K|PETROVI.CH

WebAudio, MediaStream, and WebRTC PeerConnection - Strange Cases

23 Aug 2016

My recent work has had me delving deep into the wild world of WebRTC, WebAudio, and canvas. WebRTC especially definitely feels like it has a ways to go before it’s going to be stable. Here are two interesting quirks I thought I’d share to hopefully save a few hours for others.

Using audio track from WebRTC PeerConnection in WebAudio

The following was run in Chrome v52 only.

So here’s what we want. We’re going to send audio/video over WebRTC as part of a MediaStream, split apart the audio/video tracks on the receiving end. Show the video, and run the audio track through WebAudio to apply effects, do analysis, whatever.

Here’s how I thought it would go down:

peerConnection.onaddstream = event => {
  const stream = event.stream;
  
  const videoStream = new MediaStream();
  const audioStream = new MediaStream();

  stream.getVideoTracks.forEach(t => videoStream.addTrack(t));
  stream.getAudioTracks.forEach(t => audioStream.addTrack(t));

  const audioCtx = new AudioContext();
  const audioSource = audioCtx.createMediaStreamSource(audioStream);
  // Apply audio transformations if neeeded
  audioSource.connect(audioCtx.destination); // Or your final AudioNode...

  video.srcObject = videoStream;

}

I expected this would work. However if you do it this way, you’ll see the video but never hear the audio, even though you are piping it into the AudioContext destination. If you were to attach an analyser node, you wouldn’t see any activity either. However if you were to add the audioStream to an HTML5 audio element, it would play! So the problem wasn’t that the audio was getting lost along the way.

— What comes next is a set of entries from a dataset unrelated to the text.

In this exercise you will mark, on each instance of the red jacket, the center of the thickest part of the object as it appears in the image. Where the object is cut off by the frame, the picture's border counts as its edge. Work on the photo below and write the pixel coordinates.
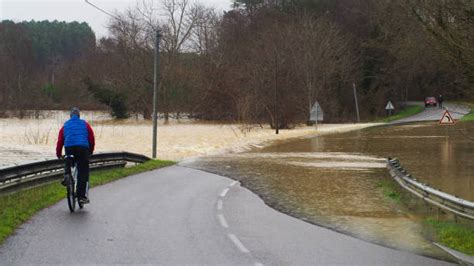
(60, 143)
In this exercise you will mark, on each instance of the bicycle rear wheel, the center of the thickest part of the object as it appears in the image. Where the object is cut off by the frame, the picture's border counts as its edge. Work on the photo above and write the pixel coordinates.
(71, 195)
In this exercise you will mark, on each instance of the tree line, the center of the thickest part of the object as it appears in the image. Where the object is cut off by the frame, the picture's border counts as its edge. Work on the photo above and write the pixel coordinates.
(264, 61)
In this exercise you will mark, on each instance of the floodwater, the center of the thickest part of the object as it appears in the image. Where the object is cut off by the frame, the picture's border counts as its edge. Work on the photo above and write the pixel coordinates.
(332, 180)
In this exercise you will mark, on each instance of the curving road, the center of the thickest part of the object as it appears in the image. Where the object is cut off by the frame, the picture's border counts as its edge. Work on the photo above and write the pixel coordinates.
(181, 216)
(434, 114)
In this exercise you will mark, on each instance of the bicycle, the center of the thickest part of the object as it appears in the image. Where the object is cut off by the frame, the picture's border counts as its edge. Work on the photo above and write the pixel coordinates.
(70, 175)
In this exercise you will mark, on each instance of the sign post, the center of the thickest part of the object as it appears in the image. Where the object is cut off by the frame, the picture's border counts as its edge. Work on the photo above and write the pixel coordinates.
(316, 114)
(447, 119)
(389, 108)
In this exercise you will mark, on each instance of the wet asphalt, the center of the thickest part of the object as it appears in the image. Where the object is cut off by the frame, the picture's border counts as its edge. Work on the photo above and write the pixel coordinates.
(181, 216)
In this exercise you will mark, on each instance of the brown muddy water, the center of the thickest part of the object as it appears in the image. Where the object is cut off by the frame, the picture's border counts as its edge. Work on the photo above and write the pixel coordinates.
(332, 180)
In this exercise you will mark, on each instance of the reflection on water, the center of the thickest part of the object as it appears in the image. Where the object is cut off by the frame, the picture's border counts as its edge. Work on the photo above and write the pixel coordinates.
(332, 180)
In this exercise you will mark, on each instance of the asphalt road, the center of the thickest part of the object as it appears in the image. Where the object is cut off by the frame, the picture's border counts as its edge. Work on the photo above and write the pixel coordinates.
(435, 113)
(181, 216)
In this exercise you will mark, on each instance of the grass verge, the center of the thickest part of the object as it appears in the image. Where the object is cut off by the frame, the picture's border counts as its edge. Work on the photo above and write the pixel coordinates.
(458, 236)
(408, 111)
(453, 235)
(17, 208)
(470, 116)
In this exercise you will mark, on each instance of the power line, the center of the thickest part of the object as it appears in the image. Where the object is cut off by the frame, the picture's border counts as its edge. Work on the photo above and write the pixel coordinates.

This was driving me crazy because I wanted to perform some audio transformations before outputting it! I tried all combinations and finally stumbled on something…if you assigned the audio stream to the html5 element, then suddenly your WebAudio pipeline would work too. So…

<audio autoplay muted id="audio"></audio>
// If this was added ALONG WITH createMediaStreamSource, you would indeed hear the stream through the WebAudio pipeline
const audioTag = document.getElementById('audio');
audioTag.srcObject = audioStream;

It seems strange to me that you must have a muted audio element to be able to run the stream through WebAudio! I don’t believe this is ever mentioned anywhere, either…

Audio Channels for Audio Track sent over PeerConnection are merged in Chrome but not Firefox

Another baffling issue. Again, Chrome v52 showing unexpected behavior while Firefox v49 works as one would expect.

I was trying to send audio from the microphone through one audio channel, and the output of an oscillator through another. It seems to work fine on the senders side. You can easily generate audio with this characteristic.

// Assume 'localStream' is a audio/video stream obtained from GetUserMedia
const newStream = new window.MediaStream();
const audioStreamNode = ac.createMediaStreamSource(localStream);
const audioStreamDestination = ac.createMediaStreamDestination();
const splitter = ac.createChannelSplitter(2);
const osc = ac.createOscillator();
osc.frequency.value = 150;
osc.start();
audioStreamNode.connect(splitter);
splitter.connect(merger, 0, 0);
osc.connect(merger, 0, 1);
merger.connect(audioStreamDestination);

const newAudioTrack = audioStreamDestination.stream.getAudioTracks()[0];
const videoTrack = localStream.getVideoTracks()[0];
newStream.addTrack(newAudioTrack);
newStream.addTrack(videoTrack); 

// Do PeerConnection song and dance...
peerConnection.addStream(newStream);

So what we have here, is our microphone being put into the left channel, and an oscillator being put into the right channel. Then we rebuild a stream, and add it to a PeerConnection to be sent to someone else. If you were to play the audio from the merger node, you would hear the distinct channels in each ear.

However, when you receive the audio, the channels are “blended” together. The left is present on the right, and vice versa.

Interestingly enough, this isn’t the case on FF v49…as expected the audio channels remain as they were.

This is a fairly annoying case to reproduce, so you can use this example that I forked from a WebRTC demo repository.

I’ve filed a bug report here in hopes that I could get some clarification on whether this was a bug or intended.

Welp

All I have to say in closing is: Best of luck to anyone else out there trying to make use of these cutting-edge APIs!